Não há paz na Praça da Paz Celestial

No contexto do processo de contra-revolução na Alemanha Democrática, na URSS e nas Repúblicas Democráticas, em 1989, na Praça da Paz Celestial, em Pequim, grande mobilização, de sobretudo estudantes, professores e intelectuais, passou a exigir a “quinta modernização”, além das quatro proposta por Chu Enlai e retomadas por Deng Xiao-Ping. Isto é, democratização da sociedade e do governo em um viés ocidental, em correspondência ao avanço da economia capitalista. Facções do PCC, muito fortes nas regiões em que o processo de restauração capitalista se adiantara, incentivaram, financiaram e apoiaram o movimento. Em Tiananmen, uma greve geral de “fome comunitária” foi coordenada para ocorrer quando da visita, em 15 de maio, a Pequim, de M. Gorbachov, defensor da “glasnost”, da “perestroika” e da restauração capitalista na URSS. Multidões de jornalistas de todo o mundo encontravam-se na capital chinesa para acompanhar a visita histórica. Em 18 de maio, o primeiro ministro Li Peng participou de negociações com a direção dos estudantes, apesar de pouco simpático ao movimento, à descentralização e à aceleração das privatizações. (BERGERE, 2000. p. 212-221.)


A burocracia dirigente chinesa dividiu-se entre a manutenção da centralização do poder e o fim do monopólio político do PCC, com a introdução de formas de multipartidarismo. Temendo a desordem, a facção centrista apoiou Deng Xiaoping que propunha, contra Zhao Ziyang, a repressão ao movimento e o prosseguimento da restauração capitalista sob a direção centralizada e autoritária do PCC. (MOTTOSI, novembre de 2020. p. 15; Novembre 2020, p. 13; luglio-agosto 2020. p. 19.) Em 18 de maio, o comitê central decidiu-se pela Lei Marcial e, semanas mais tarde, procedeu-se ao desalojo da praça, com a morte de cinquenta soldados e de quatrocentos a oitocentos manifestantes. Os dez mil mortos chorados pelo imperialismo não encontram comprovação em fotos, filmes, nomes, etc. (Massacre de Tiananmen, 23/12/2017.) Com a repressão do movimento, os reformistas políticos foram defenestrados, a concentração do poder nas mãos do PCC se fortaleceu e, muito logo, acelerou-se a abertura ao capitalismo.


Losurdo propôs como objetivo da Revolução de 1949 o desenvolvimento das forças produtivas e a reconstrução da unidade nacional chinesa, como proposto. “(…) por fim para sempre ao desmembramento do território nacional”, ocorrido durante o “século da humilhação”. (LOSURDO, 2012. p. 172.) Ao abordar a luta do PCC pela restauração territorial chinesa, criticou a falta de política e de habilidade da direção da URSS para com as minorias nacionais, pecado no qual, para ele, o PCC jamais incorrera, como assinalado. “Mao soube criticar os graves erros ocorridos na URSS na relação ao mesmo tempo com os camponeses e as minorias nacionais”. (LOSURDO, 2012. p. 68.)

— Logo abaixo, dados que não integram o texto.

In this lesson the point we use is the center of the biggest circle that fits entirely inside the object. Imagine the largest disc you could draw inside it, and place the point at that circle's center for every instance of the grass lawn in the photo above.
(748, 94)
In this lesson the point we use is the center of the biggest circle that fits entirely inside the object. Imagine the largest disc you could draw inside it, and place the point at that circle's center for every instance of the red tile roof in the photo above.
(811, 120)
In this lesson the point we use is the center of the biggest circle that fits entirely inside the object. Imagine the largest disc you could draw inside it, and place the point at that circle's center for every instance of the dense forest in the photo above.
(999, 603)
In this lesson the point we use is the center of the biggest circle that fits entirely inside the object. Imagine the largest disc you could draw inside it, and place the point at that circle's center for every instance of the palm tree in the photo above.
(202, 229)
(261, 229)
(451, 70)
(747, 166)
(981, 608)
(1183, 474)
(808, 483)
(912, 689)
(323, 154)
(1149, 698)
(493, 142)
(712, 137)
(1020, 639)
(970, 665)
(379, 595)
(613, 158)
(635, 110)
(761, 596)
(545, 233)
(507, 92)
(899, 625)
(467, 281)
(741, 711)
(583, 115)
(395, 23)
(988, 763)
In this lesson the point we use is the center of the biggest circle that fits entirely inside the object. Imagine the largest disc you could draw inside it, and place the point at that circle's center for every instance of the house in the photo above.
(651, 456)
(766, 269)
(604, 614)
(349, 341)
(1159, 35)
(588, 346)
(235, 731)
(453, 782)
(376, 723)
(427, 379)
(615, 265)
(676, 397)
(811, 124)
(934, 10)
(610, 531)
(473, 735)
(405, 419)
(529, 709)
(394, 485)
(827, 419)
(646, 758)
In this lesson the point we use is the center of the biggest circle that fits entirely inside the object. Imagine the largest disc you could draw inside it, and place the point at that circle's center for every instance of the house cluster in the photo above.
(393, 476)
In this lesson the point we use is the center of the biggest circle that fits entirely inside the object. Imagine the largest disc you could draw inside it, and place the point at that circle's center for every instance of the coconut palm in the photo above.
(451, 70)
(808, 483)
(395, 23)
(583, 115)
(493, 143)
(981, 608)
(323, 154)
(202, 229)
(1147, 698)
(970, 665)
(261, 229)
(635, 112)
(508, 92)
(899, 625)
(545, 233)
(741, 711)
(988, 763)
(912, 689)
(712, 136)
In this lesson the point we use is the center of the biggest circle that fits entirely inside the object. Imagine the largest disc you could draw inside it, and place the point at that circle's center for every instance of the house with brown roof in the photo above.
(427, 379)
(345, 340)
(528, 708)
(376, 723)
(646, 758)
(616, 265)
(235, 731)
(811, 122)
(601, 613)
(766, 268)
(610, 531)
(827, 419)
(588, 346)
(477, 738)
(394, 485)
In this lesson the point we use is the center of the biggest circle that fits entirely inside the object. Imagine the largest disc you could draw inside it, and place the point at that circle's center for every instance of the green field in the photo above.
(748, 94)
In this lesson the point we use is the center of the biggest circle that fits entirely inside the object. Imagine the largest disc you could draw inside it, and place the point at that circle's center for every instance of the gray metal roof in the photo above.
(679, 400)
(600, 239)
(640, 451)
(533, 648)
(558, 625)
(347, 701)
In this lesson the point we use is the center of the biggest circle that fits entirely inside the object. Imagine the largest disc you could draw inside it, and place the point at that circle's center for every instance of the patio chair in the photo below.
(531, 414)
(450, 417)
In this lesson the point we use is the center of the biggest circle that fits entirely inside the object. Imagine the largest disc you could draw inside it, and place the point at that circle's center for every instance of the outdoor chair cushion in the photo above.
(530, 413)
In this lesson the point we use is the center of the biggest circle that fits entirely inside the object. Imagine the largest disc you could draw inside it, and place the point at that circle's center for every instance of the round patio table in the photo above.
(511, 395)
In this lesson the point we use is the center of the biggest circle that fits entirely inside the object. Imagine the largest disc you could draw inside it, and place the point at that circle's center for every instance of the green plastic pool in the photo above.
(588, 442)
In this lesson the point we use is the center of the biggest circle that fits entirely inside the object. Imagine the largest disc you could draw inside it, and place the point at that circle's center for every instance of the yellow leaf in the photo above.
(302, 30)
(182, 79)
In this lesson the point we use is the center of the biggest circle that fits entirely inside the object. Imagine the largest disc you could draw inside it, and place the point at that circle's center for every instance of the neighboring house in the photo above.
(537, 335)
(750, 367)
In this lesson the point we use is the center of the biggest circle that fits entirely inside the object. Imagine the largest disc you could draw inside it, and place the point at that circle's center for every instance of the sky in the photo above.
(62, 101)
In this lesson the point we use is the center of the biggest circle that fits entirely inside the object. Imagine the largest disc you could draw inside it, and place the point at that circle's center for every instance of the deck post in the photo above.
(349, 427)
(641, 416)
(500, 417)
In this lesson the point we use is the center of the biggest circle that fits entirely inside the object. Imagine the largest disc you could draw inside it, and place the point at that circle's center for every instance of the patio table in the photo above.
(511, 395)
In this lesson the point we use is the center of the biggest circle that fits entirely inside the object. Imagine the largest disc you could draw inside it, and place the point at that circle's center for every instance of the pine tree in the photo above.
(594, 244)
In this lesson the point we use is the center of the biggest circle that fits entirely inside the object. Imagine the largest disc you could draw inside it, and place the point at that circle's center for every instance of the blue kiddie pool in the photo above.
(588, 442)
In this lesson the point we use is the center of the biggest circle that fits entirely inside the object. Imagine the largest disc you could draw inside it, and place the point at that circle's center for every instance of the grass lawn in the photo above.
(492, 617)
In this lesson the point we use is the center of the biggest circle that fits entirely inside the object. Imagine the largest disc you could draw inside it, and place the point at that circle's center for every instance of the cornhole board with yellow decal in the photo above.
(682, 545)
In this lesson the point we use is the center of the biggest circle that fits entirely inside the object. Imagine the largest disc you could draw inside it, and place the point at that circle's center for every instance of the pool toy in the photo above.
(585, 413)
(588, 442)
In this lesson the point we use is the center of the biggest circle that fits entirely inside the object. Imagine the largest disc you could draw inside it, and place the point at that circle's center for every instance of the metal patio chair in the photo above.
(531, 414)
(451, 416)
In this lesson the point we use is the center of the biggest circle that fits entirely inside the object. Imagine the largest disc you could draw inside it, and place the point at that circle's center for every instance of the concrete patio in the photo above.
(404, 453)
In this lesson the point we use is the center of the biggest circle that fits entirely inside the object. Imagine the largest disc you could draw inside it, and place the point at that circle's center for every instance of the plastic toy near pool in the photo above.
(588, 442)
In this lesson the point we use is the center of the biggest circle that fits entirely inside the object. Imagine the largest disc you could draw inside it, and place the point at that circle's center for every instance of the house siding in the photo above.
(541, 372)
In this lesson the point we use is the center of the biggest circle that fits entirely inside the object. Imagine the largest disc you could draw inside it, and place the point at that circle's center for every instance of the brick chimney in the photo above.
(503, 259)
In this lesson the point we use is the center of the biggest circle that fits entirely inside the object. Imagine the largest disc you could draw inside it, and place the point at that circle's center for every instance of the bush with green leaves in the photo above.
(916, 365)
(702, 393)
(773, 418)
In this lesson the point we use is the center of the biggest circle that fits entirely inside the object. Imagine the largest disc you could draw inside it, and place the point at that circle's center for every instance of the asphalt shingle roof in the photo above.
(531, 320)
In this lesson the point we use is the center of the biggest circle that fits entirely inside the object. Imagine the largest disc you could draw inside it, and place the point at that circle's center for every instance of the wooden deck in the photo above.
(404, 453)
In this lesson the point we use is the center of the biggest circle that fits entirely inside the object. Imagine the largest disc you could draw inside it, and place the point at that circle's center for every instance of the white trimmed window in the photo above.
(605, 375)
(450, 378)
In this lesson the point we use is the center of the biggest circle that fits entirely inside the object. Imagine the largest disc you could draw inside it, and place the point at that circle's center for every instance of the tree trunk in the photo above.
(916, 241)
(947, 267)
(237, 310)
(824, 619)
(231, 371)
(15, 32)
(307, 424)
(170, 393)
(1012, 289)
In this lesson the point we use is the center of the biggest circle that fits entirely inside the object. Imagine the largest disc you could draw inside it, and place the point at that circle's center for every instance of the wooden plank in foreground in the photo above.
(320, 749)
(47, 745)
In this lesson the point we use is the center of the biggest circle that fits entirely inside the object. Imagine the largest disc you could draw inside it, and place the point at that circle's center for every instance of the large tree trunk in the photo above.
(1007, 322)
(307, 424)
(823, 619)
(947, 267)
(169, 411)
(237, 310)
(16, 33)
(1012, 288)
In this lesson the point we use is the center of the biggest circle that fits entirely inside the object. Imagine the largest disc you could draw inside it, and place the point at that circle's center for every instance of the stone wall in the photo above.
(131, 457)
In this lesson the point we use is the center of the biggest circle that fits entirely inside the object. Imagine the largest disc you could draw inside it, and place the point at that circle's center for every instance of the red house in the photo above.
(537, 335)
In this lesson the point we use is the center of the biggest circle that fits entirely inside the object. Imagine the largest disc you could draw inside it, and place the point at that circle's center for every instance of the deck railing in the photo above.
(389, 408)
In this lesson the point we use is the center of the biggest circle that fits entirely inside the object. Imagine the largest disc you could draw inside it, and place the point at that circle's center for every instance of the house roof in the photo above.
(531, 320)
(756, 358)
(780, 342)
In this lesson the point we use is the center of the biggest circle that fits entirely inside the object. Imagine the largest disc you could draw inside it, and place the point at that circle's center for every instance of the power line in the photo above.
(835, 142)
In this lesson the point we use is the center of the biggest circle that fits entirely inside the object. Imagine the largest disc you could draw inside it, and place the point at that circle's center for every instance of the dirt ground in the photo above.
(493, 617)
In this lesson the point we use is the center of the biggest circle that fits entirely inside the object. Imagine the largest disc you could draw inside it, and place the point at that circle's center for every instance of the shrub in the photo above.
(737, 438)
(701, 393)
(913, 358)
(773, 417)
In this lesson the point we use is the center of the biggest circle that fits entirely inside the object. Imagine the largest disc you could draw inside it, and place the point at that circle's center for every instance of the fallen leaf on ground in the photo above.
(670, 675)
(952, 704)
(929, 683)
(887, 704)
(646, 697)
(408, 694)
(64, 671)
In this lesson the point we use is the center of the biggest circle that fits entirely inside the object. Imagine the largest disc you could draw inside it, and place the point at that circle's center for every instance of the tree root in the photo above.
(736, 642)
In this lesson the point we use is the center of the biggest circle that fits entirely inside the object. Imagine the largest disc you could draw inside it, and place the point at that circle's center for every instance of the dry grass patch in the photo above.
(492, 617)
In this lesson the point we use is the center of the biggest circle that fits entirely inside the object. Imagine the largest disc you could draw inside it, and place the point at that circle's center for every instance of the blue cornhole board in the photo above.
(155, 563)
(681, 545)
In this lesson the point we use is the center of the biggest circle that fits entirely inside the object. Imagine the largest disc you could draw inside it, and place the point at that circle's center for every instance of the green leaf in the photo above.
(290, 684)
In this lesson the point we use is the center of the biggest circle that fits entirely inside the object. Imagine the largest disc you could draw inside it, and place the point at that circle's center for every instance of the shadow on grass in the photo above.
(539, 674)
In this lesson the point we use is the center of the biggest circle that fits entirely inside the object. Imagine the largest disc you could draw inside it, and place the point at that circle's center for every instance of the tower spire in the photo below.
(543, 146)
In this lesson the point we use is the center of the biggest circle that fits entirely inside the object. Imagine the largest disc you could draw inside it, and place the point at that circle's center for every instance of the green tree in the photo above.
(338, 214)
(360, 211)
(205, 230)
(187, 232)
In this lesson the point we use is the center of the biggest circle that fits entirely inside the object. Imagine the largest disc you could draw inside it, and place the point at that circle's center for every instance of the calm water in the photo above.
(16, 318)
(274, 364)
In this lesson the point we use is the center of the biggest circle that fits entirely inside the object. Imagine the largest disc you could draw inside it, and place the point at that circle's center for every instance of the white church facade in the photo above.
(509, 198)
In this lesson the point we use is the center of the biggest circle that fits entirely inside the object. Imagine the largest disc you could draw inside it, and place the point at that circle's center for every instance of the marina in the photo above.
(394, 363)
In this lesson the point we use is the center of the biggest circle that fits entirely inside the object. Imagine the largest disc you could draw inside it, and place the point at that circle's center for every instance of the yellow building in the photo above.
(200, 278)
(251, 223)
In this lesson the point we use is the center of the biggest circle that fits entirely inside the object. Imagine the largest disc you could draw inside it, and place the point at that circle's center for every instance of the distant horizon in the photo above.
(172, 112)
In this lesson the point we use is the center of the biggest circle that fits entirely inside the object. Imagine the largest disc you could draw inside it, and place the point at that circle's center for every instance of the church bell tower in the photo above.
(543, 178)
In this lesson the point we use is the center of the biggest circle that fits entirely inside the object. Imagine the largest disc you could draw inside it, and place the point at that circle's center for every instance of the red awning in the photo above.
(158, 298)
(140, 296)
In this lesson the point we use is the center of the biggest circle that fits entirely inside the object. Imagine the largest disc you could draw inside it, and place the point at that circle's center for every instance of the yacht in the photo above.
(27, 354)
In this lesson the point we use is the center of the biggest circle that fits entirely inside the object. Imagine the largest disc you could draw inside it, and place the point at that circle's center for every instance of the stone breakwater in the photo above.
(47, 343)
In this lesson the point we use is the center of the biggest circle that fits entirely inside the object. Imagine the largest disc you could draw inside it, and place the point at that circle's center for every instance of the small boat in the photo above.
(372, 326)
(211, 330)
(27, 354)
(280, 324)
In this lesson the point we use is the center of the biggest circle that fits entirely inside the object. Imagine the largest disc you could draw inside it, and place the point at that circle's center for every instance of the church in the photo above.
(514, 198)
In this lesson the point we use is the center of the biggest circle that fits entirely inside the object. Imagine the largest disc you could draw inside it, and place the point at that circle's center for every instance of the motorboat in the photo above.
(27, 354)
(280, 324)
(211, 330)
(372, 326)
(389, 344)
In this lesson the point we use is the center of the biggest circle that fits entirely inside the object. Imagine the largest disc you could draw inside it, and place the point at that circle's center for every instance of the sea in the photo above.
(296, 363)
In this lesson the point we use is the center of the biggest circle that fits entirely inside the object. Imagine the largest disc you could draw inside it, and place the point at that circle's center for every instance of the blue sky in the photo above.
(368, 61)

Não precisamos retornar aos erros monstruosos de Mao Tsé-tung em relação aos camponeses, quando do proposto Grande Salto, esquecidos pelo italiano. E folga dizer que não são comparáveis os níveis de dificuldade postos pelos problemas de autonomia nacional, respectivamente, à direção soviética, em 1917, e à direção chinesa, em 1949. Herdeiros do Império Czarista, os bolcheviques defrontaram-se com mais de cem nacionalidades, em uma população geral com apenas 45% de russos étnicos. Em 1949, o PCC pôs-se à frente de uma população com mais de 94% de chineses da etnia han. (MANLIO, 1975, p. 27.)


Após propor o marxismo-leninismo (maoísmo) como arma fundamental na luta pela independência nacional e denunciar a violência do imperialismo ocidental contra a China, Losurdo defende ferozmente o programa do PCC de restauração das fronteiras chineses, após 1949. A questão de Hong Kong e mesmo da ilha de Formosa, ainda hoje independente, não lhe colocam maiores problemas. As duas regiões foram sempre partes do território nacional, povoadas majoritariamente por chineses étnicos. Ainda que a população de Taiwan deseje hoje a independência, em maioria.


O Tibete é chinês!

Losurdo embrenha-se em uma defesa miserável do imperialismo, do nacionalismo e do chauvinismo chinês han ao justificar o desrespeito do PCC da independência nacional do Tibete e da autonomia de fato das minorias nacionais da China, com destaque para as comunidades muçulmanas e de línguas próprias uigure e mongol. O italiano defende o direito da China sobre o Tibete. “(…) o imperialismo procura promover a secessão também do Tibete. (…) Qualquer simpatizante e militante da causa do anti-imperialismo” sabia “bem que a soberania chinesa (sic) sobre o Tibete tinha séculos de história pelas costas (…).” (LOSURDO, 2012, p. 201.) Ao igual que o pretenso direito da Coroa inglesa sobre a Escócia, ou de Madrid sobre a Catalunha e o País Basco —lembraríamos. Em derrapagem discursiva, o autor registra a existência nacional do Tibete como nação e o avanço chinês sobre ela no passado, ao contrário do que pretende, ao abraçar a proposta de que o Dalai Lama “exige a criação de um Grande Tibete, que incluiria não apenas o território que constitui o Tibete político na idade contemporânea, mas também a área tibetana na China Ocidental, em larguíssima parte perdida pelo Tibete já no século dezoito”. (Destacamos) (LOSURDO, 2012, p. 211.)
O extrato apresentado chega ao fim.